Every actor needs a speciality; Leo Woodall just happens to be really good at portraying total arseholes. In the irresistibly grubby second season of luxury hotel-based The White Lotus, he was smarmy Essex boy Jack, the “naughty nephew” of an apparently affluent British expat. But as his poor gullible mark Portia discovered, this cheeky chappy was, in fact, a manipulative conman. Next, he starred as Dexter Mayhew in Netflix’s note-perfect adaptation of David Nicholls’s romantic odyssey One Day. The handsome, privileged Dex was just about bearable until he became a TV presenter – at which point his natural talents for narcissism, cruelty and carelessness really started to shine through.
By all accounts, Woodall’s talent for playing unpleasant men bears no relation to his actual personality – but the 28-year-old is clearly leaning into this niche. Because in Prime Target, a new maths-centric thriller from Apple TV+ (from Wednesday 22 January), he’s at it again as Edward Brooks, Cambridge postgrad and all-round not-very-nice guy. Myopically fixated on his work (he’s attempting to find a pattern in prime numbers, and – yes – he becomes the target of shadowy forces for that very reason), we get the measure of him early doors as he sourly rejects the meal his infatuated friend has prepared for him, before irritably dodging an invitation to her birthday drinks.
Edward, we are endlessly told, is a brilliant mathematician; I’d say he’s also in a class of his own when it comes to being a sullen so-and-so – the man barely cracks a smile (or any other facial expression for that matter) the entire series. In fact, he’s so unwaveringly moody and boring he makes Woodall’s previous characters seem like unfettered delights in comparison. At least Jack bothered to show Portia a good time while deceiving her. At least Dexter was inherently loveable enough to earn a convincing redemption arc. Edward, on the other hand, is that rare beast: a hero you can’t possibly summon even an ounce of affection for.
Which makes it all the more miraculous that Prime Target isn’t an instant turn-off. That’s largely thanks to the plot, which is high-concept but easy to grasp, unfurling at a pace that is rollicking but never disorientingly breakneck. As Edward works night and day on his project, a US governmental surveillance team are monitoring the world’s top mathematicians in case they manage to crack that prime number code (it could undermine internet encryption, you see). So when something terrible happens to a top professor, a young agent called Taylah (Quintessa Swindell) tries to rescue Edward, believing him to be next on the hit list. But who is out to get him? Quite a few people, as the pair discover on their subsequent global wild-goose chase.
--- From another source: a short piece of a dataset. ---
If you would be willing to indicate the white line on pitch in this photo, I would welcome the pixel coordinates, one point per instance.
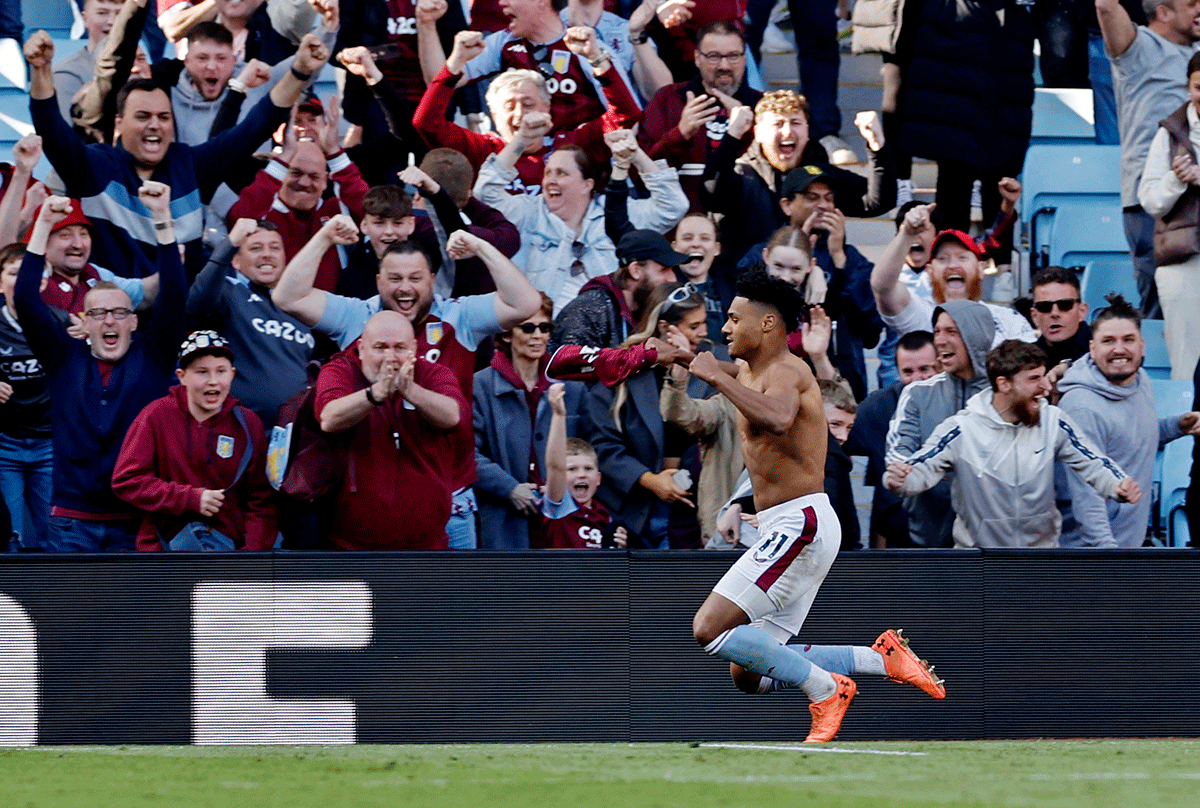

Prime Target is pretty entertaining, but it also feels very obviously machine-tooled and duly rather soulless. There is little opportunity to emotionally invest in Edward or Taylah, thanks to her rather strange and grim backstory. Worse still, the show – which does become increasingly silly, action-wise – remains as po-faced as Edward himself.
This is prestige drama by numbers, perhaps even literally: the plot is punctuated by what I soon began to suspect was the scientifically optimal number of twists for an eight-episode miniseries. More than anything else, Prime Target feels like TV made expressly for the streaming era, in which shows appeal to audiences via means that are quantifiable rather than artistic. These include a healthy number of recognisable names (here we have Martha Plimpton, Stephen Rea, David Morrissey and Borgen’s Sidse Babett Knudsen) and a good selection of stunning if hyperreal settings (Cambridge, Baghdad, the French Riviera). The meeting of British and American worlds is another slightly cynical hallmark of contemporary drama (see: The Diplomat, Industry, The Franchise), designed to reel in US audiences with some olde worlde English charm, but also to appeal more effectively to viewers on both sides of the Atlantic.
Then again, there are elements of Prime Target that don’t exactly scream statistically surefire hit. A thriller about maths can’t have been the easiest of sells. And if you were hellbent on making a crowd-pleaser, I’m not sure why you’d base it on the surliest, most charmless man to ever lead a major TV series. But, who knows, maybe Apple has it on good authority that this is a formula for success. For us viewers, the algorithm remains a mystery.